Abu Dhabi DOH vs. Dubai DHA: The 2026 Formulary Submission Guide for the UAE
The UAE is the second-largest pharmaceutical market in the GCC, characterized by rapid adoption of innovative therapies and a sophisticated regulatory environment. However, access is deeply bifurcated between the two major emirates.
1. The Core Infrastructure
Before submission, commercial teams must understand the foundational architecture of both emirates.
Abu Dhabi: Department of Health (DOH)
Highly structured and consolidated. The public network is SEHA (PureHealth), and Malaffi serves as the unified health information exchange.
Dubai: Dubai Health Authority (DHA)
Fragmented and overwhelmingly private-sector driven. Governed by DHA and MOHAP, with the ISAHD insurance framework mandating coverage for all residents.
2. Formulary Submission & Evaluation Criteria
The strategic approach differs fundamentally based on the target emirate.
Winning in Abu Dhabi (DOH & SEHA)
- Health Technology Assessment (HTA): Rigorous pharmacoeconomic modeling is mandatory. Localization of data to show Abu Dhabi-specific cost-offsets is critical.
- Localization Advantage: Price preference and expedited registration for companies localizing manufacturing.
Winning in Dubai (DHA & Private Payers)
- Fragmented Payer Negotiations: Securing reimbursement requires negotiating with dozens of private insurers and TPAs.

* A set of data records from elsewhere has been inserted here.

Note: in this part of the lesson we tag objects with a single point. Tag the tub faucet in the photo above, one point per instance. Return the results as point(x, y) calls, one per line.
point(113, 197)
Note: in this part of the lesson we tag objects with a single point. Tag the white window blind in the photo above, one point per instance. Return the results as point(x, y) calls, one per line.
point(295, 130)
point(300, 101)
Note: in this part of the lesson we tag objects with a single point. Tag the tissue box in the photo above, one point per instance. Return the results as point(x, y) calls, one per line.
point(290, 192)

- Physician Pull-Through: In Dubai, top specialists at private hospitals drive market access by pushing TPAs for coverage of innovative therapies.
3. The Price-Referencing Challenge
Both emirates use International Reference Pricing (IRP). A high-priced entry in Dubai that fails Abu Dhabi's strict HTA thresholds can lead to a national price cut that ripples across the entire GCC.
4. Key Takeaways for 2026 Brand Planning
1. Divide commercial operations distinctly between DOH and DHA. 2. Prioritize HEOR evidence for Abu Dhabi. 3. Prioritize KOL and brand-awareness for Dubai's private sector.